Her plays, even though internationally acclaimed, maintain a certain Greek identifying feature to their core

Natassa Sideri

The persistent power of tradition

Text: Dimitra Kehagia
Natassa Sideri

“It is a wonderful feeling to earn an award for something you wrote. Even the fact that you are given an object that you can hold in your hands gives a tangible touch to a procedure otherwise cruelly immaterial.”

Playwright, writer, novelist and translator Natassa Sideri has an out-of-the-box take on the notion of awards, following the prize she won at this year’s contest of contemporary Greek theater writing held by Germany’s Regensburg Theater, in collaboration with the National Theater of Northern Greece, for her play, Desmotis.

“Carpenters work with wood, painters have a canvas, but writers are always empty-handed. On top of this, the issues of visibility and networking are always present. However, especially in theater, awards should be considered nothing more than a first step that will serve as a springboard for the play’s journey towards the stage. This is the only way for the play to be tested and for the playwright to evolve, to improve or at least write again,” she points out. She goes on to add that the decision to provide incentives to theater groups for the staging of the plays that have won state awards is to the right direction. On the other hand, provisions should be made for the staging of the awarded plays at the state-run theater scenes.

Natassa Sideri is an awards’ veteran, as her debut play On the Bridge ranked first at the contest hosted by the British group Origins, in 2013, before making a tour all over England, in various theater stages. Her sophomore play, Τhe Island of Immortality, was no less traveled, topping the theater play contest held by the Ronald Duncan Literary Foundation before reaching the UK stage, in September 2014, directed by The Certainty of Chance Theater Company.

In June 2015, her one-act play, Battle of the Titans, received praise within the framework of the National Theater’s Writing Studio, and was presented on the stand of the “Nikos Kourkoulos” Stage, while in 2019 she was bestowed with the Debut Prose Writer Award of Anagnostis (Reader) magazine, for her collection of short stories, Dominant Naughty Thoughts.

The secret of her success, according to her, lies in the lack of hesitation when feeling the need to cut lines from the text.

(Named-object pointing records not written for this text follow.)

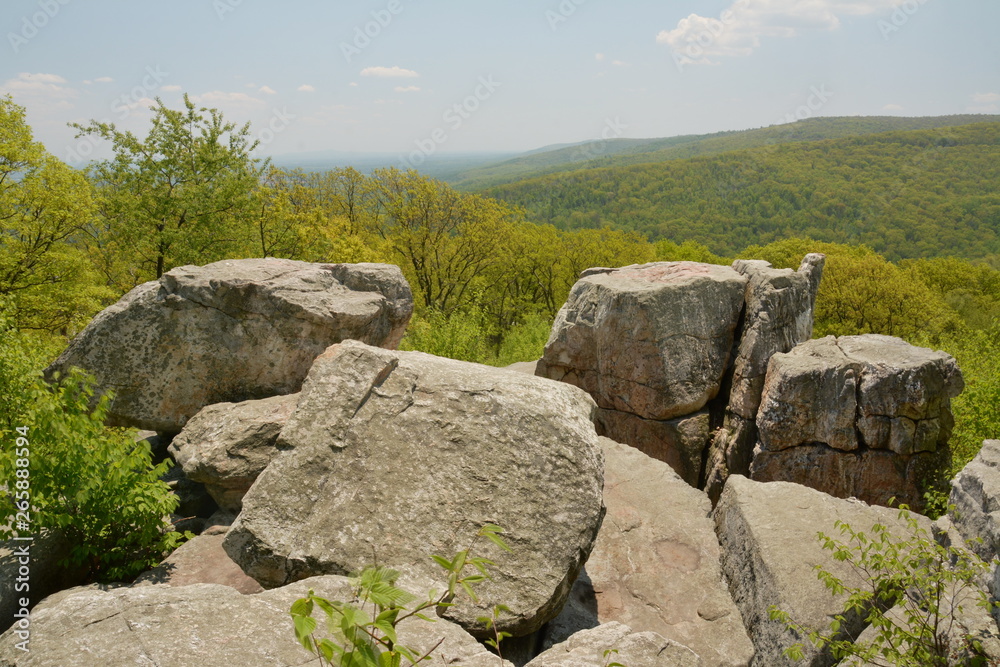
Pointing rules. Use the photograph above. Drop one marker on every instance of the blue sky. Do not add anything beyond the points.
(492, 75)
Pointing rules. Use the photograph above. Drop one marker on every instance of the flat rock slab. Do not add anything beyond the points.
(768, 533)
(655, 566)
(231, 331)
(204, 624)
(615, 642)
(227, 445)
(400, 455)
(652, 339)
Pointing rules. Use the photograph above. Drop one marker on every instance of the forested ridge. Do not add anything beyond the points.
(919, 193)
(621, 152)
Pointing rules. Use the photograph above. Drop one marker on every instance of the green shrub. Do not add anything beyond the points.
(95, 485)
(913, 593)
(363, 632)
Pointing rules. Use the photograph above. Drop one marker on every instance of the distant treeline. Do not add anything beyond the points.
(923, 193)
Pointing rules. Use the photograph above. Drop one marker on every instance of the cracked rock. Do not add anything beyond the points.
(399, 455)
(231, 331)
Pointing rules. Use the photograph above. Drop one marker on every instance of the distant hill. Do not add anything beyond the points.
(913, 193)
(624, 152)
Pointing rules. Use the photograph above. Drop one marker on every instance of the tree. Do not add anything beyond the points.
(182, 195)
(46, 281)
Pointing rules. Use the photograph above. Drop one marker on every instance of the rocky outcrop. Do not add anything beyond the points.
(655, 565)
(231, 331)
(859, 416)
(227, 445)
(975, 494)
(652, 340)
(778, 315)
(204, 624)
(769, 553)
(399, 455)
(202, 560)
(615, 642)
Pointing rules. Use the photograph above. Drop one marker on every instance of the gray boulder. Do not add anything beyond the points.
(655, 565)
(590, 648)
(205, 624)
(231, 331)
(975, 494)
(653, 340)
(778, 315)
(857, 416)
(768, 534)
(399, 455)
(227, 445)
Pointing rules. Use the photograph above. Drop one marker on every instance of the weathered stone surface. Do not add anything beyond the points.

The political turmoil in the summer of 2015 – Greece’s public debt, the negotiations, the ambiance of uncertainty, the naughty debtors and the kind-hearted creditors or vice-versa, depending on the country, the newspaper, the worldview – served as a jumping-off point for her work Desmotis, focusing on the notion of debt in the wake of the diplomatic duel between the governments of Greece and Germany, she goes on to say.

One of the main sources of inspiration for Desmotis was a conversation she had with visual artist Alexandros Kaklamanos, through which she conceived a figure bearing a resemblance to Da Vinci’s Vitruvian Man, Jesus, and Prometheus Bound. It was at that point that she first visualized the image of Nifos. Later on, when she started to write, she added new elements such as self-sacrifice, as a means of resistance towards an authoritarian power, the sealed secret that needs to be kept at all costs, as well as other features directly alluding to Aeschylus’ tragedy.

Desmotis will celebrate its world premiere in June 2022, at Regensburg Theater. “It is common knowledge that no theater play ends in its last page. An opening, besides a new start, is also a closure. Given that I had completed the play in 2015, one can easily assume that it’s a long-awaited closure for me.”

Natassa Sideri takes delight in watching her text evolve on stage, while taking a close look at the rehearsal process, without ever interfering. “On the contrary, I seize the chance of totally dismissing the illusion of control,” she explains. Moreover, she is fond of the actors’ questions, often revealing the errors and the misfires of a text. “This is the very essence of “workshopping”, the first on-stage test drive carried out in the presence of the writer, a widely common habit in the countries featuring a solid contemporary theater production.”

Her plays, even though internationally acclaimed, maintain a certain Greek identifying feature to their core. “With no intention of misleading us to any suspicious metaphysical paths, certain things, such as drawing inspiration from your native tradition, is not really a matter of choice. You may choose to get past it, to move towards other thematic directions, to spice it up a little by enriching it with foreign ingredients, but it seems impossible for me to simply override it. Even unwillingly, tradition will find a way to claim you.”